”‘Hush, hush!’ she said, ‘we know no such names. The citizen Sarinet,’ she continued, reflectively; ‘no, I do not remember ever to have heard of such an one. But there are few houses now inhabited by their former owners in the Rue de Lille. You must ask there, but take care how you ask.’
”‘Once there, I can find the house, I am sure,’ said Pierre; ‘it has been so well described to me. If you will direct me to the street, that is enough. But first, can you give me a cup of milk? I have had nothing to eat or drink to-day.’
”‘You shall have some coffee and some bread,’ said the woman. ‘I always have it ready early in the morning, as I used to in quieter times. But my customers are less regular than then. Those who spend their nights drinking in the taverns, are not ready betimes. Keep out of such places, my boy, and take my advice – get back to your mother in the country as soon as you can.’
”‘I wish nothing better,’ said Pierre; ‘but first I must do what I have come for.’
“And then the good woman gave him his breakfast, for which he paid her well. ‘Poor thing, it was not easy for those who stayed quietly at home to get on now-a-days,’ she said. Her husband had done no work for long. Where he got what he brought home, though only to waste it, she did not like to ask.
”‘It is all the same cry now,’ she said, waxing bolder in her confidences, and glad to have some one to talk to.

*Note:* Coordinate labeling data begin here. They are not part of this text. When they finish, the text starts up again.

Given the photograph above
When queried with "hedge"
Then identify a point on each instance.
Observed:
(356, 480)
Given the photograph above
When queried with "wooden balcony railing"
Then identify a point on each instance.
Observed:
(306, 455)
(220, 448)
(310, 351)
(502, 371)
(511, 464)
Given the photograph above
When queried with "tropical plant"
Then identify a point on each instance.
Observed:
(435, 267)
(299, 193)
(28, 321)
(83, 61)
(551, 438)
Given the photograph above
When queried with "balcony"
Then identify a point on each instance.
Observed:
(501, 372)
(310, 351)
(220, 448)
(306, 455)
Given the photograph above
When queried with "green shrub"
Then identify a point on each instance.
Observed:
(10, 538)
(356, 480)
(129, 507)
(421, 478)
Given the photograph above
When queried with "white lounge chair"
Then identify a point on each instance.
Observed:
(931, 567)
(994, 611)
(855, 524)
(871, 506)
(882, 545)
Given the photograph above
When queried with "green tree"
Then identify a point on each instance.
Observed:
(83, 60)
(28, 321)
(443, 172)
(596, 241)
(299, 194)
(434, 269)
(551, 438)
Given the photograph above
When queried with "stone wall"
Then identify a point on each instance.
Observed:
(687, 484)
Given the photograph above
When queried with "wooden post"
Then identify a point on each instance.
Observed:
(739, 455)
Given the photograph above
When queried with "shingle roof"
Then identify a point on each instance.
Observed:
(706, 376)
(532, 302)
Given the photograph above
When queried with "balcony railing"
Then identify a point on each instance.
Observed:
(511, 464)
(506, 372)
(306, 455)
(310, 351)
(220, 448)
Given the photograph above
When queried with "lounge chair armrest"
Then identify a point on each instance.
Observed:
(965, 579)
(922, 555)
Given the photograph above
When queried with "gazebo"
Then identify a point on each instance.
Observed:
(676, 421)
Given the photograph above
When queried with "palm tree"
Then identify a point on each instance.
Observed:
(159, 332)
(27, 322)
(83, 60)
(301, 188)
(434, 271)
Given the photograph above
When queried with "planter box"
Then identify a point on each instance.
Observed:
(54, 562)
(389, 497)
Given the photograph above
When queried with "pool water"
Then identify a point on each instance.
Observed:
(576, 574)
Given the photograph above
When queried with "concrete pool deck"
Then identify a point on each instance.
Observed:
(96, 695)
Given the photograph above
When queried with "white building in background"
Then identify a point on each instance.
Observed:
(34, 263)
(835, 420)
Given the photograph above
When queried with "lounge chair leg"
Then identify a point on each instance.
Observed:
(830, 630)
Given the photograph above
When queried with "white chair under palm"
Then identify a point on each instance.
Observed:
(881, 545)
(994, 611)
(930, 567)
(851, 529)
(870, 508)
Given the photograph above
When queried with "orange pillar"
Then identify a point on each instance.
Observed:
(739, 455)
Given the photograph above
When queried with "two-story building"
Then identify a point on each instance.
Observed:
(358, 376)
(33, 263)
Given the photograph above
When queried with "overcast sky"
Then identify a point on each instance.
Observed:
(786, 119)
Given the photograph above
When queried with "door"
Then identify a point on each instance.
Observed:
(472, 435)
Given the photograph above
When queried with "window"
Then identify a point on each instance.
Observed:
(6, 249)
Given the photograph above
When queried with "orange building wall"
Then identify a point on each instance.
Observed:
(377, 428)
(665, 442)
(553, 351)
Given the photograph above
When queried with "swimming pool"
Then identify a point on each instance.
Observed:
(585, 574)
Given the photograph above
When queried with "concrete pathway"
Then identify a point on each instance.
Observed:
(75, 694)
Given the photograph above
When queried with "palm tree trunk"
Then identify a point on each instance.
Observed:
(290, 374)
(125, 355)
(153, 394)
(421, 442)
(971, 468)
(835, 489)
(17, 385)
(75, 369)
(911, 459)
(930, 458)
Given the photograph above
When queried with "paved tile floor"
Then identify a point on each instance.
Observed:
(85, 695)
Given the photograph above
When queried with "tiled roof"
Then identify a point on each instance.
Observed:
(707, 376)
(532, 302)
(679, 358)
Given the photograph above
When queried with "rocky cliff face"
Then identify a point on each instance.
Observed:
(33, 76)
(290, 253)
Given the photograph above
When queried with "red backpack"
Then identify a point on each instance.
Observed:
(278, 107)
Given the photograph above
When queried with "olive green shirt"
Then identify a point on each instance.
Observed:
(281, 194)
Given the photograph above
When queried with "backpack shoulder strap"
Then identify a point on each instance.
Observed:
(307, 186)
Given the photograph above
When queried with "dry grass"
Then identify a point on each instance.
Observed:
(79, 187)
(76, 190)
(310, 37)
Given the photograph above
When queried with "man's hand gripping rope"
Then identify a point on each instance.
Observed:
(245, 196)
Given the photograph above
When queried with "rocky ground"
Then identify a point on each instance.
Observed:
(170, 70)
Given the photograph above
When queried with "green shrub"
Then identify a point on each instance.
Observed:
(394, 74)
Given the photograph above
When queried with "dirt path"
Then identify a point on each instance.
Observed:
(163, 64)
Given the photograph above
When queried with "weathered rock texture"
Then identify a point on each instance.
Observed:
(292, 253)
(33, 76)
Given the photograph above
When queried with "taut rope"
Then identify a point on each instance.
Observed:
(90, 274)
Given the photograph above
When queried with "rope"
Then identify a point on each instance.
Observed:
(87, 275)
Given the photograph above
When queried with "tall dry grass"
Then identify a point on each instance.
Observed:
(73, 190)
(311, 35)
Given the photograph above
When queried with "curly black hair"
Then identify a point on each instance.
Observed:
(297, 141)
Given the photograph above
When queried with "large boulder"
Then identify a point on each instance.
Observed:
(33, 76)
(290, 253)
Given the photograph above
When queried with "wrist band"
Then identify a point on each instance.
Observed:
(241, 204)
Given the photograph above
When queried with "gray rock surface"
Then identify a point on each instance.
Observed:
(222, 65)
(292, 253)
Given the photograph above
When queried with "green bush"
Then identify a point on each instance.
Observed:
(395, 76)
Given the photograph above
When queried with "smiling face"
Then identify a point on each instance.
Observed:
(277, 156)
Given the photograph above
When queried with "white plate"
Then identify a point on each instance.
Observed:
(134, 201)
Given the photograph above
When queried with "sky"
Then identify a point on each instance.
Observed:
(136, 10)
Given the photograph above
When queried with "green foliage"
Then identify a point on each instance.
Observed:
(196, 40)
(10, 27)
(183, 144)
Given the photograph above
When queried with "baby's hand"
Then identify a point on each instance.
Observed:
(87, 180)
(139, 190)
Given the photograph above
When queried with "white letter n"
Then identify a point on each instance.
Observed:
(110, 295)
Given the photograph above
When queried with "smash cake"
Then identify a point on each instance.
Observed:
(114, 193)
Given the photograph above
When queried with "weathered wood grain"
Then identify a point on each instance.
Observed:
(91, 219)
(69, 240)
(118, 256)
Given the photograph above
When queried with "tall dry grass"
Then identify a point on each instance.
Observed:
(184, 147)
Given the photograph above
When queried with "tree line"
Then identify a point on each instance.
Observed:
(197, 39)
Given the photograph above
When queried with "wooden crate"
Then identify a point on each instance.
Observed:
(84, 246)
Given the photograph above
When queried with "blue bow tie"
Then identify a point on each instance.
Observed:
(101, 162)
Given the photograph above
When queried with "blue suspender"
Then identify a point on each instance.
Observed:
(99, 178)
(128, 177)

”‘They won’t work. What is the great republic for if they are to go on working, they say? And so they drink and quarrel, and many are half the time starving. One day they feast like princes, and the next they have nothing. Everything is for all, and all are equal, they say; but for my part, I think it is rather take who can, and those who can’t go without – no, no, we are a long way off the fine things they promise us yet.’
“And she was so taken up with her own troubles that Pierre could not get from her any information as to how things had been going of late; whether many aristocrats had been seized, or whether many had fled. He only stopped her long list of grievances by saying he must go, and begging her to direct him. She did so, and then reverting to his own risk, she again begged him to be careful.
”‘Return if you can, and tell me how you get on. But do not talk more than you can help; above all, do not be persuaded to enter the taverns and take wine.’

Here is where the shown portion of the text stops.